Бонтан тихо вздохнул, однако король принял ответ с легкой улыбкой.
– Ваша честность – тоже оружие.
– Как вам угодно, ваше величество.
Людовик снял брошь, спрятал в карман камзола и вышел из кабинета. За ним последовали гвардейцы. Фабьен тоже хотел уйти, однако Бонтан его задержал.
– Когда король говорил о ваших промахах, я ни слова не сказал в вашу защиту, – признался Бонтан.
Фабьен кивнул.
– Надеюсь, вы понимаете причину.
Фабьен бесстрастно смотрел на первого камердинера. Потом спросил:
– У вас все?
Бонтан кивнул. Фабьен подошел к двери, потом вдруг обернулся:
– При дворе появился человек. Его лицо мне незнакомо. Никто мне не сообщал о его приезде, однако этот человек почему-то пользуется покровительством короля и беспрепятственно бывает в покоях его величества. Кто он такой? Как его зовут?
– У вас хватает своих дел. Не стоит разбрасываться, господин Маршаль.
Мысли Беатрисы постоянно возвращались к благосклонному вниманию, которым король одарил госпожу де Монтеспан. Наконец она поняла: пора переходить к решительным действиям. Двор должен узнать о таком сокровище, как ее Софи. Первым шагом Беатрисы стал прием для узкого круга.
Едва стемнело, приглашенные собрались в одной из ее уютных гостиных. Помещение было ярко и со вкусом украшено осенними фруктами и цветами. В напольных серебряных канделябрах горели свечи. Для услады гостей музыкой пригласили обаятельного светловолосого виолончелиста, попросив играть исключительно веселые, зажигательные мелодии.
Беатриса и Софи встречали каждого гостя. Разумеется, пригласили и Шевалье. Он явился в изящном камзоле и бордовом плаще. Внимательно оглядев гостей, он тотчас заприметил виолончелиста и послал ему сладострастную улыбку.
– Кузен, смотрю, вы в хорошем настроении, – сказала ему Беатриса.
Покачивая бедрами, Шевалье остановился возле нее:
– Разве может мое настроение быть плохим, когда вокруг столько красоты? – Он подмигнул Софи. – Между прочим, свита Генриетты начинает производить все более унылое впечатление. Усталые, постные лица. Им нужна свежая струя. Очарование юности. Я разузнал насчет возможности для нашей дорогой Софи войти в свиту ее высочества.
– В свиту Генриетты? – нахмурилась Беатриса. – Стоит ли Софи идти к супруге Филиппа, когда положение маркизы де Монтеспан с каждым днем становится все крепче? Я собственными глазами видела, как король на нее смотрел.

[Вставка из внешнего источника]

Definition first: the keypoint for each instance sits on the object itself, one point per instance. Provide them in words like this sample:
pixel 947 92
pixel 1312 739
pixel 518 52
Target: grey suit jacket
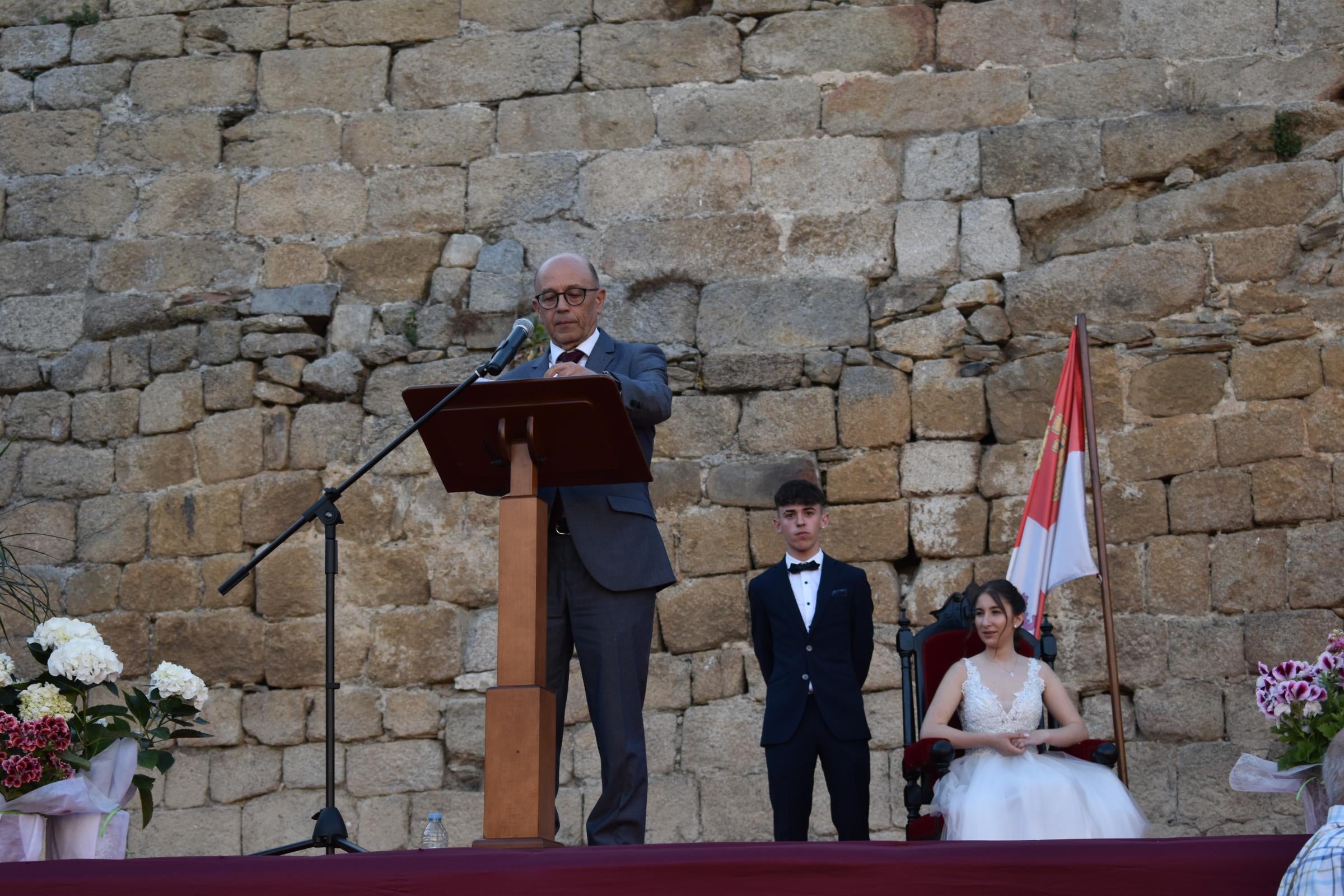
pixel 613 526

– Решение уже принято. Никаких возражений. Если не забыли, ваше присутствие при дворе целиком зависит от меня. Вы обе здесь на правах моих родственниц, а не наоборот.
Воцарилась пауза. Беатриса, которой только что указали ее место, достаточно скоро овладела собой.
– И когда Софи сможет войти в свиту Генриетты?
– Достаточно скоро. Одна из ее фрейлин приворовывает. У Мадам кончается терпение.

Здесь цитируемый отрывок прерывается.